Neuroscientists speak out against brain game hype

Emily is a staff writer at Science.
Aging baby boomers and seniors would be better off going for a hike than sitting down in front of one of the many video games designed to aid the brain, a group of nearly 70 researchers asserted this week in acritique of some of the claims made by the brain-training industry. 

With yearly subscriptions running as much as $120, an expanding panoply of commercial brain games promises to improve memory, processing speed, and problem-solving, and even, in some cases, to stave off Alzheimer’s disease. Many companies, such as Lumosity and Cogmed, describe their games as backed by solid scientific evidence and prominently note that neuroscientists at top universities and research centers helped design the programs. But the cited research is often “only tangentially related to the scientific claims of the company, and to the games they sell,” according to the statement released Monday by the Stanford Center on Longevity in Palo Alto, California, and the Max Planck Institute for Human Development in Berlin.

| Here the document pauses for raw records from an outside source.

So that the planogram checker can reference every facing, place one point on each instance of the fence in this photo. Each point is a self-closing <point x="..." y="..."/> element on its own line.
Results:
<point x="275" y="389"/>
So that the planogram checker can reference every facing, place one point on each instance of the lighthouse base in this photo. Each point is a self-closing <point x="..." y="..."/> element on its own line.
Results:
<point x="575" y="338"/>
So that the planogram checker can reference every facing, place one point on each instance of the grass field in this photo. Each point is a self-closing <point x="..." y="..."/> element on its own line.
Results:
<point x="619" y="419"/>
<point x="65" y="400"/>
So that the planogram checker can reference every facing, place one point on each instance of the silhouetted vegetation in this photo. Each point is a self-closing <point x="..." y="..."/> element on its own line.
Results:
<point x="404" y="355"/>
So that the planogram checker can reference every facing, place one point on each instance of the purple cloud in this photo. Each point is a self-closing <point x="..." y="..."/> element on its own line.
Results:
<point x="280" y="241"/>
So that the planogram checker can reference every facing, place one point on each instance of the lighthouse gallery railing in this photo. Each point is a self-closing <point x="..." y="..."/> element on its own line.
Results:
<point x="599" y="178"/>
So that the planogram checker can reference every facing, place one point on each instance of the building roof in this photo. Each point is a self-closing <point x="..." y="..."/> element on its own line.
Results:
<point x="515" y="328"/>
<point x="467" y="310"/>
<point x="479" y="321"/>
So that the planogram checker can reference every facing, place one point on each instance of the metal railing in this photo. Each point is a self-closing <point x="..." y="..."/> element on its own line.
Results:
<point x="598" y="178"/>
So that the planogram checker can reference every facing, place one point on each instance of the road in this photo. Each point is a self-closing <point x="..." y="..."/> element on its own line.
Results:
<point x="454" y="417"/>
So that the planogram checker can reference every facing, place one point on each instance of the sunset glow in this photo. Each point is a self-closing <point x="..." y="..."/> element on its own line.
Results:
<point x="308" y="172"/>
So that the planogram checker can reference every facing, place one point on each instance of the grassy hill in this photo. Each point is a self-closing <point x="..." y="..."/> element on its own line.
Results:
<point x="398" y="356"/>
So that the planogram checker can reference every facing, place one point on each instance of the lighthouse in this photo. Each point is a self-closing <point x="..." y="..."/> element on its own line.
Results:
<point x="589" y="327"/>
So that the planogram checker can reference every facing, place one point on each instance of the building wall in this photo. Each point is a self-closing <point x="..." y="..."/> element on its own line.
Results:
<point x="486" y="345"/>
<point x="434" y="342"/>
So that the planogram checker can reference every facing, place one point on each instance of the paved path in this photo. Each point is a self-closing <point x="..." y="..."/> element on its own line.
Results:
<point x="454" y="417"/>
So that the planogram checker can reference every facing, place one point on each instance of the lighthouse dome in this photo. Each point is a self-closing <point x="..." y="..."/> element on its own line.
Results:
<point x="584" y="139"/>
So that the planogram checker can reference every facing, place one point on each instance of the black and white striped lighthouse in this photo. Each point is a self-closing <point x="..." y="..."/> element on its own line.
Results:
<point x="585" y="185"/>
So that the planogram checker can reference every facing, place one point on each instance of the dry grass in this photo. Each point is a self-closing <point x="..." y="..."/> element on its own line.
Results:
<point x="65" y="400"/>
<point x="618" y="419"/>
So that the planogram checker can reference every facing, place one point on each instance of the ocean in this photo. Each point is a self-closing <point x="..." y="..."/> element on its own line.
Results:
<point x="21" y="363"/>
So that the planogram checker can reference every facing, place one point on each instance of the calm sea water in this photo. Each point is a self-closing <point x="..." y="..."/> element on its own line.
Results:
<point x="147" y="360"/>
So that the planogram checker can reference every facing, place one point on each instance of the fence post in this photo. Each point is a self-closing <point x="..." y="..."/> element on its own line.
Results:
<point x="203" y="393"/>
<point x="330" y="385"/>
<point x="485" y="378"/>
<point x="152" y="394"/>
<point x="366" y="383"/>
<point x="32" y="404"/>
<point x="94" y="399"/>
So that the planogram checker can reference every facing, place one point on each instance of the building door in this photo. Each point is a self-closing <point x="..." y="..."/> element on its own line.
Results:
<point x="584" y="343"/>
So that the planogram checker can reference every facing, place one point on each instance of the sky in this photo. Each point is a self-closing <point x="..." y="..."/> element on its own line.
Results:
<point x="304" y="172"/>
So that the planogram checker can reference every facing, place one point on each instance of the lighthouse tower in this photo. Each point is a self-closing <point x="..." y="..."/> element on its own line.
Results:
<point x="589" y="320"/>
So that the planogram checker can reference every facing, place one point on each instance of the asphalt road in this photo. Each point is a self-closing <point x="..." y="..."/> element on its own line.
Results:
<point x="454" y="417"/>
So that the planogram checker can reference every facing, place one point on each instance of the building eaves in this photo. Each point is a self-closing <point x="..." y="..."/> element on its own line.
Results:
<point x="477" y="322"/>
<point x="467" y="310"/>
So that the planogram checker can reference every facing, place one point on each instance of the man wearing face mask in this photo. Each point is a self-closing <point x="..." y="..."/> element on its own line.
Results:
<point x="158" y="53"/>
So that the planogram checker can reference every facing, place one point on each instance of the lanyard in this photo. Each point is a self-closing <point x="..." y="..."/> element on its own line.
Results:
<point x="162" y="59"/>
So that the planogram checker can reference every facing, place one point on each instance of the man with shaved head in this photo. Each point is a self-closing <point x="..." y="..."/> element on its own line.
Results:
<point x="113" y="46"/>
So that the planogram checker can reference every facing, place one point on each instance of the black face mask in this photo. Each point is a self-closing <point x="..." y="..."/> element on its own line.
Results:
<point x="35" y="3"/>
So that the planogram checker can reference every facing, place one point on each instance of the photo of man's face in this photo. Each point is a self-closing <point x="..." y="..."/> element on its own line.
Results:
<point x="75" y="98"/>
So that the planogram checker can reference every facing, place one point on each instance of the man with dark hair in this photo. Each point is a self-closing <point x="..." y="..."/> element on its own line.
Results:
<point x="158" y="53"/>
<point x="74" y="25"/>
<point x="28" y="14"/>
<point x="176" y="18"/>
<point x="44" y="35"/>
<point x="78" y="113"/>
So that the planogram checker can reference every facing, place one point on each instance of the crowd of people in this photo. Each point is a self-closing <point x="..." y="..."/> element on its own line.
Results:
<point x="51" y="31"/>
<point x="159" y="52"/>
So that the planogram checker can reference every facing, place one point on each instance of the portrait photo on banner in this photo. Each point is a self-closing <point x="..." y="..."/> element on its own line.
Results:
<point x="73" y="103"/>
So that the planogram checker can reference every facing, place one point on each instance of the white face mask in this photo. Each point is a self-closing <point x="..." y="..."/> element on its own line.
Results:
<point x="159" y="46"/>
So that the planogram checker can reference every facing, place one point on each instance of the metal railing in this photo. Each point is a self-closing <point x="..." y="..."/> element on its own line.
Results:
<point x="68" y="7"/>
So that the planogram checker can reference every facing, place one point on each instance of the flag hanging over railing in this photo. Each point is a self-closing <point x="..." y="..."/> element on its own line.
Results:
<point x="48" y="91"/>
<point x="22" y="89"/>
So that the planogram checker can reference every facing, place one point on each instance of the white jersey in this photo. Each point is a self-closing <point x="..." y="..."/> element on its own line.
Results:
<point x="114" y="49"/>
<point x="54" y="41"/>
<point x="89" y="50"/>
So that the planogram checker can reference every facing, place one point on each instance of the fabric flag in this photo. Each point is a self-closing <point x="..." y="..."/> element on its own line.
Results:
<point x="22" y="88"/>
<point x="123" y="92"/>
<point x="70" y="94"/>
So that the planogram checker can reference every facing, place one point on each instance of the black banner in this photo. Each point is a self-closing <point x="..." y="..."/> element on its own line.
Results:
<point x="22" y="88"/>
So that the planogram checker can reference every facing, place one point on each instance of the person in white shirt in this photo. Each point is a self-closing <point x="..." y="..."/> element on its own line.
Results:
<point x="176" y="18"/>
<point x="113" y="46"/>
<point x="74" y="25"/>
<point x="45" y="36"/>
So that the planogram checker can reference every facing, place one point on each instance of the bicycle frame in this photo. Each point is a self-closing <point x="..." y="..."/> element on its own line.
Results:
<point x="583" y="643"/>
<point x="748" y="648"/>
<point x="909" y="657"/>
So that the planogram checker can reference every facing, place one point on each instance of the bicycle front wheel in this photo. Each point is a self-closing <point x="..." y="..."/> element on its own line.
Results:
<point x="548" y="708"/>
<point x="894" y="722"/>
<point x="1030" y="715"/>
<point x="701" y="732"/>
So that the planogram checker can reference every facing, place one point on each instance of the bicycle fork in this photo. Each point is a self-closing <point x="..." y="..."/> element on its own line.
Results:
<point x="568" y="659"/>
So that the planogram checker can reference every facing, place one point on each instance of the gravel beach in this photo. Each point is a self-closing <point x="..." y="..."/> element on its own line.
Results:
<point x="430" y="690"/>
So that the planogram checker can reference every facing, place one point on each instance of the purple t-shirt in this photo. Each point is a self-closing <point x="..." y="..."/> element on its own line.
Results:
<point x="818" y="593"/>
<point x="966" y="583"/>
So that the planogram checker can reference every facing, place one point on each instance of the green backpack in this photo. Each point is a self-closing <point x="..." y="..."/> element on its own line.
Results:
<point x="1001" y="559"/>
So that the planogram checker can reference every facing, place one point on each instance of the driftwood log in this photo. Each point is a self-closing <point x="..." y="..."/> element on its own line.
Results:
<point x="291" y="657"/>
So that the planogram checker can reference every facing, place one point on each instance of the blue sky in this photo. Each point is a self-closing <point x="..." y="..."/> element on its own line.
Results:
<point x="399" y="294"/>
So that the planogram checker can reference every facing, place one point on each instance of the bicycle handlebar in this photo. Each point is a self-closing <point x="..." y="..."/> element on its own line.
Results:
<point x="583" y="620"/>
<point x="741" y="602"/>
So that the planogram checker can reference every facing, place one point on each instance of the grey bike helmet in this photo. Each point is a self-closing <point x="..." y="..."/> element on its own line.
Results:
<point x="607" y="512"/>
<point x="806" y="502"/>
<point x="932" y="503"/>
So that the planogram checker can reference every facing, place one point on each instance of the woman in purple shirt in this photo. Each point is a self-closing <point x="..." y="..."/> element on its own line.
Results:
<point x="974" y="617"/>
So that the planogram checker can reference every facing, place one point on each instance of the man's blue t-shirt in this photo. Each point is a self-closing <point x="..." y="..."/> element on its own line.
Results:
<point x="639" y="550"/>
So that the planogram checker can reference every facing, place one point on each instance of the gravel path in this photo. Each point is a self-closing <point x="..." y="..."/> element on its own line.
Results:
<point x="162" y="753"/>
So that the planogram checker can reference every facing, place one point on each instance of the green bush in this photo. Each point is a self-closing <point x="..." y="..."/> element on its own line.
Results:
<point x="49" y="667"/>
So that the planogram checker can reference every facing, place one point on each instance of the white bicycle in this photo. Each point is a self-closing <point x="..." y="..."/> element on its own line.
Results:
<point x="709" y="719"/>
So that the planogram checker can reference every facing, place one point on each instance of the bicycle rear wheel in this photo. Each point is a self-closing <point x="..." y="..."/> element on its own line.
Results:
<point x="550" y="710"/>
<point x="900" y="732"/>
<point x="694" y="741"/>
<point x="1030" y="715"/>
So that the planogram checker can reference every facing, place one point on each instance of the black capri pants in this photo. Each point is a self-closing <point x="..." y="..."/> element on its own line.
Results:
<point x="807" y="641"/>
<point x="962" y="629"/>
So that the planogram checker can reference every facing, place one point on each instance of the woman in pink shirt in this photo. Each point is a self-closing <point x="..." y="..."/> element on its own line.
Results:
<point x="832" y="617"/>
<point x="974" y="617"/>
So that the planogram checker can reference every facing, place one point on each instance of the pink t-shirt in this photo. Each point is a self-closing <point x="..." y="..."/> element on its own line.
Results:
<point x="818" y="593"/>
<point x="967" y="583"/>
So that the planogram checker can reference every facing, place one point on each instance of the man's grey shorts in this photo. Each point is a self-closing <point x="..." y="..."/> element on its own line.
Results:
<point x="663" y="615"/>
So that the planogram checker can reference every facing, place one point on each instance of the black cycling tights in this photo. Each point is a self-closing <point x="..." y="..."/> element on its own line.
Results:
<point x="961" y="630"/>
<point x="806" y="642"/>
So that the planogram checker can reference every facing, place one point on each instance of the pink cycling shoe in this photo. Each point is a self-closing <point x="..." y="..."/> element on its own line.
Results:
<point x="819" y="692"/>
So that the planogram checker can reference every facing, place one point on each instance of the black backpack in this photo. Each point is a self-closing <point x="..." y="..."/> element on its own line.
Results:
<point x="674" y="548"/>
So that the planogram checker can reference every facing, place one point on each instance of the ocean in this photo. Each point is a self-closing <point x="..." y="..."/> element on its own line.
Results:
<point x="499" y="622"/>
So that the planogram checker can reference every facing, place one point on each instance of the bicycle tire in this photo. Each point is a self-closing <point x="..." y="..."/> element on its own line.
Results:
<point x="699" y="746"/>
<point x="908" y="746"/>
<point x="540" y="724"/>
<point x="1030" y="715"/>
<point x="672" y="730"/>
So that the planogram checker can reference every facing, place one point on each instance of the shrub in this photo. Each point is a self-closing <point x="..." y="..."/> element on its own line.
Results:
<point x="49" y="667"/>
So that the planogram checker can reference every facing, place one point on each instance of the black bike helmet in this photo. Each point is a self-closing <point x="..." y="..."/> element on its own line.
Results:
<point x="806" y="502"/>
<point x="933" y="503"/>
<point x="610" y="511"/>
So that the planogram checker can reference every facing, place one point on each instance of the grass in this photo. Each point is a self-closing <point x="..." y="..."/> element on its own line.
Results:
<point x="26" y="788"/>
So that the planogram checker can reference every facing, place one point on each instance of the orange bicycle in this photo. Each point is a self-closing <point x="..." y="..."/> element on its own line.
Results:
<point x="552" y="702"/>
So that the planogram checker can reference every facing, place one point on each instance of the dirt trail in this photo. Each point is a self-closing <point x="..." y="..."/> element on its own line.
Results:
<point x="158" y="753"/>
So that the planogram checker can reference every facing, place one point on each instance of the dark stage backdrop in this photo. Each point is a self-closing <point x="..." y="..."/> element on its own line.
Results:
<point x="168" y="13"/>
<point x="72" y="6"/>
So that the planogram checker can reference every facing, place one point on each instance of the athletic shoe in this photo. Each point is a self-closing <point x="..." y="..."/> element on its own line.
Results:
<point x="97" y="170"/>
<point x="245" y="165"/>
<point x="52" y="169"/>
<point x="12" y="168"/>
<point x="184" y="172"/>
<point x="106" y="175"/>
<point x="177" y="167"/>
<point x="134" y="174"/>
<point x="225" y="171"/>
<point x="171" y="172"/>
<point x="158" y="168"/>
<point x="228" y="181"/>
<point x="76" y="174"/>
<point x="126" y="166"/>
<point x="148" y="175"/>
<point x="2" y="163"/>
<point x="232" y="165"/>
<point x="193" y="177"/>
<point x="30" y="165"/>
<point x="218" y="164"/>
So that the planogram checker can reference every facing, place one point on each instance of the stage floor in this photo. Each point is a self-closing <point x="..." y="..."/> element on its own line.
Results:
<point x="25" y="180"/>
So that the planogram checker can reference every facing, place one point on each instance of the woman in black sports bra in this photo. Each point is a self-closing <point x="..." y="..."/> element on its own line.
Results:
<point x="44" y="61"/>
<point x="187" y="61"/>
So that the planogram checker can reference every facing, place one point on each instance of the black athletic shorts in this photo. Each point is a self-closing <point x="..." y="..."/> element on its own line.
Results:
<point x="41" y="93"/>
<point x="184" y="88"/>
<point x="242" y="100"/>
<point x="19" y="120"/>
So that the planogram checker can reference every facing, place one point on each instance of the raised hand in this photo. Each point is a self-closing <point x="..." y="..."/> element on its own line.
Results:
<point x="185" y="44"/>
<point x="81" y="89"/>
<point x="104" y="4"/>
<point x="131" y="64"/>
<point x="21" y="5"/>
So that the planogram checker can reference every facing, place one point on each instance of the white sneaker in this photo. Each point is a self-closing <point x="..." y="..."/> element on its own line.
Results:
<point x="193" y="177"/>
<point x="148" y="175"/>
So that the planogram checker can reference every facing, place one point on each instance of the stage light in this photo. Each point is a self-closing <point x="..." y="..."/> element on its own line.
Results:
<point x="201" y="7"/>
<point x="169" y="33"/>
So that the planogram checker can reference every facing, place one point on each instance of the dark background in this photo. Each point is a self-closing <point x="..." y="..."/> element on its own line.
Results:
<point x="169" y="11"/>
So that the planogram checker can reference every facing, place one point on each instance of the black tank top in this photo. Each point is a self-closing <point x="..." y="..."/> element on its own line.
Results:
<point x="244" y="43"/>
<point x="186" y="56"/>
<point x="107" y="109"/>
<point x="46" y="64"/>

Although the letter, whose signatories include many researchers outside those two organizations, doesn’t point to specific bad actors, it concludes that there is “little evidence that playing brain games improves underlying broad cognitive abilities, or that it enables one to better navigate a complex realm of everyday life.” A similar statement of concern was published in 2008 with a smaller number of signatories, says Ulman Lindenberger of the Max Planck Institute for Human Development, who helped organize both letters. Although Lindenberger says there was no particular trigger for the current statement, he calls it the “expression of a growing collective concern among a large number of cognitive psychologists and neuroscientists who study human cognitive aging.”